Scott Sumner, discussing Sweden, overlooks something that I find to be common when right-of-center Americans talk about Swedish education: “Their vouchers for education don’t require you to live in Milwaukee, or enter a lottery. Everyone in the country is eligible, and their kids are free to go to any approved school; public, not-for-profit, or for-profit.”
This is accurate, but it’s important to note that there are crucial caveats around what kind of school can get approved. Anders Böhlmark and Mikael Lindahl have a good brief explanation in “Does School Privatization Improve Educational Achievement? Evidence from Sweden’s Voucher Reform”* (PDF):
Third, the most radical reform was that starting in 1992 municipalities had to provide private schools with a grant, equivalent to (most of) the average per-pupil expenditure in the public school system, for each pupil residing in the municipality who choose to enroll in a private school. Thus, the recourses devoted to public schools are directly affected by the choices of pupils.
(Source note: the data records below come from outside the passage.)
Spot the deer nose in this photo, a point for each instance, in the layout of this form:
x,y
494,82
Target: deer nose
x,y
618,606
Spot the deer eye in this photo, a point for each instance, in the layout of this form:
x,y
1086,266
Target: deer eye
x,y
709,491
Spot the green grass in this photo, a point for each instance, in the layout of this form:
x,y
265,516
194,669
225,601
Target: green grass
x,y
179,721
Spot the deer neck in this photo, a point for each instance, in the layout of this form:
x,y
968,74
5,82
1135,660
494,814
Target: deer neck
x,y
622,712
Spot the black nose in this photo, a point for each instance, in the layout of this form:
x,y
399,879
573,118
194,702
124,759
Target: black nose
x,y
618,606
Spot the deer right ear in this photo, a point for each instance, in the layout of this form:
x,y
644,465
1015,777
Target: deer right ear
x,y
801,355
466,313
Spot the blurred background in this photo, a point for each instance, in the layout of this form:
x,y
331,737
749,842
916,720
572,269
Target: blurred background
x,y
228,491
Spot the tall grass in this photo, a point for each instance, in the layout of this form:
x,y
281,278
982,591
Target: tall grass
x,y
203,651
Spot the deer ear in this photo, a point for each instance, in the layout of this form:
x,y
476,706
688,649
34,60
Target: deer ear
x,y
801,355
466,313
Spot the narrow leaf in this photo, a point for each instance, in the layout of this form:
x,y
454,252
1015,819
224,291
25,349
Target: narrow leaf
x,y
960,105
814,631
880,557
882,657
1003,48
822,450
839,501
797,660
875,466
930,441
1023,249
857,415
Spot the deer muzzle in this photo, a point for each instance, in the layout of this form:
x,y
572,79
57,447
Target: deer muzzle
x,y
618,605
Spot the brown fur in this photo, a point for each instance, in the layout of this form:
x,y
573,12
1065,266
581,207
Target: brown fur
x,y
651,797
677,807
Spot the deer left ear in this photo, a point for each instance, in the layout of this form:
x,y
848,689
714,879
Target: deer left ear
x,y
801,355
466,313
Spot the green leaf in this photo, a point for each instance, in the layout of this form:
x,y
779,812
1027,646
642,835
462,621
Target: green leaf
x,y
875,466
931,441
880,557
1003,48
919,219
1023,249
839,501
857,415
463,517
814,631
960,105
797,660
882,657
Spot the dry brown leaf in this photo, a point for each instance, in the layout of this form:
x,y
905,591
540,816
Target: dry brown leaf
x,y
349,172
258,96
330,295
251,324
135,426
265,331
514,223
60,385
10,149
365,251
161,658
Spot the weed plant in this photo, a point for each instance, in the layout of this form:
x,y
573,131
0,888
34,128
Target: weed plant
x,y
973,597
To be eligible for public funding, private schools have to be approved by the National Agency for Education (NAE). These schools then have to follow the national curriculum and are not allowed to select pupils by ability, socio-economic characteristics or ethnicity. If a school is oversubscribed, three selection criteria for admittance are allowed: proximity to the school; waiting list (where each child’s place in line is determined by the date of the parents’ application); priority to children who have siblings already enrolled in the school. Private schools are not allowed to charge any fees. Hence, top-up funding over and above the voucher is not allowed.
This is obviously not identical to American practice. But the schools Swedish kids can attend are essentially what we call “charter schools” in the United States, rather than true private schools with selective admissions. In effect, Swedish practice is like what exists in American states (Arizona, for example) with lots of charter schools and it’s quite similar to what the Obama administration (and I) are pushing. The big difference is that for-profit operators are allowed to run schools in Sweden, which I’d be for allowing.
* Their answer? It does in the short-term, but the gains fade. All else being equal I favor more choice, so I’d regard the reform as a good thing but I assume the architects of the reform were hoping for something more.